€19 billion

€19 billion

THE GP JOULE-MAGAZINE NR. 13 / NOVEMBER 2022

According to a study: if 50 gigawatts more solar and wind power were connected to the grid, consumers in Germany would have paid around 19 billion euros less for electricity in the past twelve months.

Russia’s invasion of Ukraine, the effects on natural gas supplies and the outages of French nuclear power plants – these have all had a massive impact on electricity prices recently. They rose and rose. The price of a megawatt hour (MWh) on the dayahead market in Germany in August 2022 was around €465. One year earlier, in September 2021, the price was around €128.
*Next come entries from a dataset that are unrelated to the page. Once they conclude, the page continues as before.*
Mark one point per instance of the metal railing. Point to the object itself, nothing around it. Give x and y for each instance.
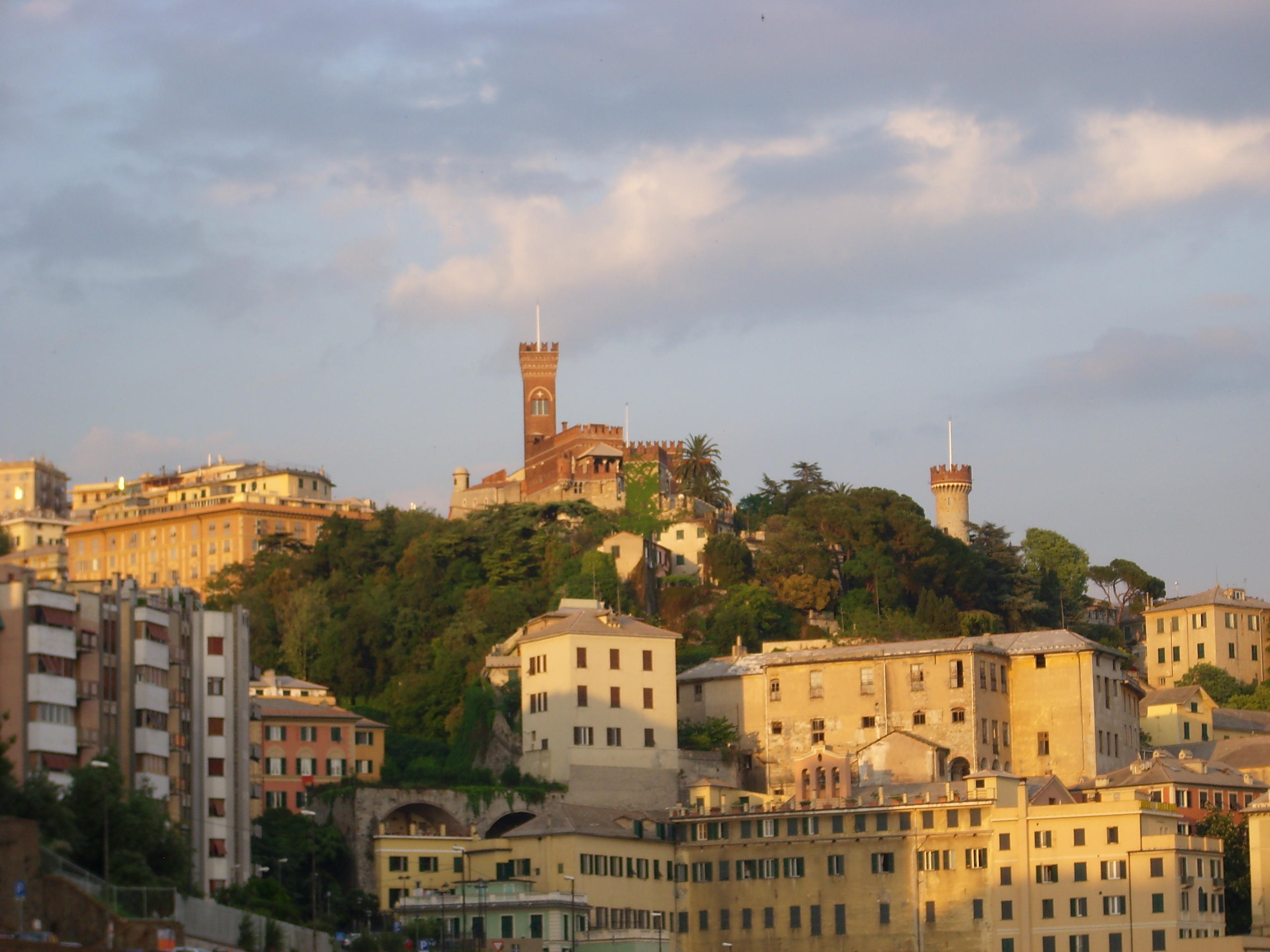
(127, 902)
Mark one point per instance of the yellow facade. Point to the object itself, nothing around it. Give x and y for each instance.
(1030, 704)
(954, 867)
(1222, 628)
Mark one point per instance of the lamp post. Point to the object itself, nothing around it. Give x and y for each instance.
(106, 828)
(573, 914)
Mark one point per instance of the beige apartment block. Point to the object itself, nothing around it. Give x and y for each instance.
(33, 484)
(993, 864)
(597, 704)
(1222, 628)
(1030, 704)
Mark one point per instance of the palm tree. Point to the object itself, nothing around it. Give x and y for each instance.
(699, 474)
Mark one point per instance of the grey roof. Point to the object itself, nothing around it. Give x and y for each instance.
(1171, 696)
(587, 621)
(1172, 770)
(1027, 643)
(1215, 596)
(586, 821)
(1234, 720)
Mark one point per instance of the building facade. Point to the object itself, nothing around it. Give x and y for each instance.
(1222, 628)
(597, 705)
(986, 865)
(1030, 704)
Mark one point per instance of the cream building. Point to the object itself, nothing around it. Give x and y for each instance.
(33, 484)
(182, 528)
(1033, 704)
(597, 704)
(1222, 628)
(995, 864)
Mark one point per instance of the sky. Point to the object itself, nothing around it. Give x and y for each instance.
(314, 233)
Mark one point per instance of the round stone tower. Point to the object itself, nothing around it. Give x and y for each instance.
(952, 488)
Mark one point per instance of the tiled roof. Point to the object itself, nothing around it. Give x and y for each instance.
(1215, 596)
(587, 621)
(1028, 643)
(286, 707)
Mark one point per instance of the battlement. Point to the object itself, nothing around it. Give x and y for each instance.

The federal government hurriedly put together aid packages, and protests about rising energy prices and overall inflation grew ever louder. And GP JOULE wanted to know: could this price increase have been curbed if the energy transition had not been slowed down for years? Specifically, how would electricity prices in Germany have developed if more renewable energies had been available?

To find out, GP JOULE commissioned the independent energy market experts from Energy Brainpool, who prepared a short study. The scenario: 20 more gigawatts (GW) of onshore wind energy and 30 GW of solar energy would have been installed and on the grid. What impact would this have had on our electricity price? The outcome: renewable energies significantly reduce the price of electricity. The higher wind and solar power capacities would have resulted in an average monthly price decrease of €37 per MWh, or 17 per cent, between September 2021 and August 2022. “The potential savings for a household with an annual consumption of 3,000 kWh, is €111 plus VAT,” the study reveals. The authors of the study also write: “The effect on the entire national economy is immense.” Between €19.3 and €19.7 billion less would have had to have been spent on electricity in this country in the past twelve months.
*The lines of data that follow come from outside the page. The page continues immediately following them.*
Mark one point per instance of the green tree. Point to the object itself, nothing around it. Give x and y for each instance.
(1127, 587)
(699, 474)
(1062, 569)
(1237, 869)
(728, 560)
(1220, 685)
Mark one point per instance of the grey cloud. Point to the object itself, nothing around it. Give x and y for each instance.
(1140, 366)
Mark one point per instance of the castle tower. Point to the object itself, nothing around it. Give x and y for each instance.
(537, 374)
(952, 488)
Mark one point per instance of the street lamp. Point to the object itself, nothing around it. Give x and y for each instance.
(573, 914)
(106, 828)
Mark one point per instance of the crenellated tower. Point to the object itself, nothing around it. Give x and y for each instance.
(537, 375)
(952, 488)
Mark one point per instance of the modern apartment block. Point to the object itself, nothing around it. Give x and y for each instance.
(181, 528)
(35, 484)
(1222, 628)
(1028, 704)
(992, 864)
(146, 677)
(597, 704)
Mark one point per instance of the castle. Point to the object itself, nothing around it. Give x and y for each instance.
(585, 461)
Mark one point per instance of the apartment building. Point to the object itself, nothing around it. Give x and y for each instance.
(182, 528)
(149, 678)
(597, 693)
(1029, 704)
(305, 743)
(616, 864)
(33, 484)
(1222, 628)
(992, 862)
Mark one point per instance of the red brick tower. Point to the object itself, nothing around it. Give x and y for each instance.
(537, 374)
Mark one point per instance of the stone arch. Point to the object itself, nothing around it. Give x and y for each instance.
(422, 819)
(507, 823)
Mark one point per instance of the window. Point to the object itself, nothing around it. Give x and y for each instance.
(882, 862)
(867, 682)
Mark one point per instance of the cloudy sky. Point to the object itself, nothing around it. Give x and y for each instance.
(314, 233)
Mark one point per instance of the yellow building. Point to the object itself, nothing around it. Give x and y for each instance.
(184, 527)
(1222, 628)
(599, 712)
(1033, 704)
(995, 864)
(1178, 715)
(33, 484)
The additional generation of electricity from solar and wind energy would of course also be a gain for climate protection. In the assumed scenario, around 8 TWh of electricity from natural gas,15 TWh from brown coal and 16 TWh from hard coal could have been replaced.

“The study clearly shows that renewables are the solution,” says Ove Petersen, CEO and co-founder of GP JOULE: “It shows what the solution for permanently affordable energy prices, for security of supply, for independence and for mitigating the damage that the climate change we are causing will bring.”

The 20 GW of onshore wind energy and 30 GW of additional solar energy installed capacity that the study scenario assumed would not have been at all unrealistic to achieve in the past decades. On the contrary. According to the EEG 2023, 41 GW of onshore solar and wind power capacity is to be added in Germany in 2024 alone, 55 GW in 2026, 59 GW two years later, and so on.

“This means that if we focus now on the legally prescribed expansion path for renewables, we will solve the electricity market crisis no later than in 2024 and will have displaced gas and coal by then,” says Petersen.